I'm trying to compare the number of survivors with their age.
0 - Child
1 - Young
2 - Adult
3 - Middle age
4 - Senior
But my bar chart doesn't show me the number of "Young" survivors. I just can't see it. Dataset is from kaggle: https://www.kaggle.com/c/titanic/data
import pandas as pd
import numpy as np
from matplotlib import pyplot as plt
data = pd.read_csv('titanic_data/train.csv')
child = data[data['Age']==0]['Survived'].value_counts()
young = data[data['Age']==1]['Survived'].value_counts()
adult = data[data['Age']==2]['Survived'].value_counts()

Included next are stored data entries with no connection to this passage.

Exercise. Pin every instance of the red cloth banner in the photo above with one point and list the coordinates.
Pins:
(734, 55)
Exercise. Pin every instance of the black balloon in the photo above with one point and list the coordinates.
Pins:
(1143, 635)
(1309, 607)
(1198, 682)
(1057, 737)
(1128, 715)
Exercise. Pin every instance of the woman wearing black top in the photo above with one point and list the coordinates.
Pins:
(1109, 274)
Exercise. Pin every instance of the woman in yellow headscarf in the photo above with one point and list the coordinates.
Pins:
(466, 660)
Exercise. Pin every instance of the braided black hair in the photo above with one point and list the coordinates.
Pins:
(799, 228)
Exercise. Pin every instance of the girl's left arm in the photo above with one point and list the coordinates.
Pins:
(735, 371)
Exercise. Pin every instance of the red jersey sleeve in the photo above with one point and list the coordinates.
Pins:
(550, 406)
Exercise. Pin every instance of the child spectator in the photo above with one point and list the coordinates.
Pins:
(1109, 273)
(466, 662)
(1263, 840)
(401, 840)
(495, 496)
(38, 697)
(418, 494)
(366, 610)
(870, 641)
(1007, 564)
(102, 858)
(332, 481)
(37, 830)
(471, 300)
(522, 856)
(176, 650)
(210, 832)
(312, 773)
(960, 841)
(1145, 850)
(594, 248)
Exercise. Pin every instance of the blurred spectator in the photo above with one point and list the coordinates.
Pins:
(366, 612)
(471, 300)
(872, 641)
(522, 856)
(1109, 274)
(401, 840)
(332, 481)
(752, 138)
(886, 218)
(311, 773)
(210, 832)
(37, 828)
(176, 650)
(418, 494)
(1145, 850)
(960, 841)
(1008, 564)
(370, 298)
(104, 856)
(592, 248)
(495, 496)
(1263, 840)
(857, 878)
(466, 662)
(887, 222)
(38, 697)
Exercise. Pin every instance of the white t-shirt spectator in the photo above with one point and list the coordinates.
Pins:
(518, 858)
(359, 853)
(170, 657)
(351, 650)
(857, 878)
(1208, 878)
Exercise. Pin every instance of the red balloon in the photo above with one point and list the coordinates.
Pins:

mid_age = data[data['Age']==3]['Survived'].value_counts()
senior = data[data['Age']==4]['Survived'].value_counts()
plt.bar(child.index, child, width=0.4, label='Child')
plt.bar(young.index, young, width=0.4, label='Young')
plt.bar(adult.index, adult, width=-0.4, label='Adult')
plt.bar(mid_age.index, mid_age, width=0.4, label='Mid-age')
plt.bar(senior.index, senior, width=0.4, label='Senior')
plt.xticks(np.arange(2), ('Victims', 'Survivors'), rotation=0)
plt.legend()
data[data['Age']==1]['Survived'].value_counts()
0 144
1 75
Name: Survived, dtype: int64
Any solutions how to show this informations on graph?
I also tried this:
child = data[data['Age']==0]['Survived'].value_counts()
young = data[data['Age']==1]['Survived'].value_counts()
adult = data[data['Age']==2]['Survived'].value_counts()
mid_age = data[data['Age']==3]['Survived'].value_counts()
senior = data[data['Age']==4]['Survived'].value_counts()
plt.bar(child.index, child, align='edge', width=0.4, label='Child')
plt.bar(young.index, young, align='edge', width=0.4, label='Young')
plt.bar(adult.index, adult, align='edge', width=-0.4, label='Adult')
plt.bar(mid_age.index, mid_age, align='edge', width=0.4, label='Mid-age')
plt.bar(senior.index, senior, align='edge', width=0.4, label='Senior')
plt.xticks(np.arange(2), ('Victims', 'Survivors'), rotation=0)
plt.legend()
But the result is ugly:
I tried to understand how to implement this solution: Python matplotlib multiple bars but I just can't figure out how to do it.
EDIT: I did it in this way:
child = data[data['Age']==0]['Survived'].value_counts()
young = data[data['Age']==1]['Survived'].value_counts()
adult = data[data['Age']==2]['Survived'].value_counts()
mid_age = data[data['Age']==3]['Survived'].value_counts()
senior = data[data['Age']==4]['Survived'].value_counts()
y_pos = np.arange(len(child))
plt.bar(child.index-0.14, child, width=0.14, label='Child')
plt.bar(young.index+0.14, young, width=0.14, label='Young')
plt.bar(adult.index+0.28, adult, width=-0.14, label='Adult')
plt.bar(mid_age.index, mid_age, width=0.14, label='Mid-age')
plt.bar(senior.index-0.28, senior, width=0.14, label='Senior')
plt.xticks(np.arange(2), ('Victims', 'Survivors'), rotation=0)
plt.legend()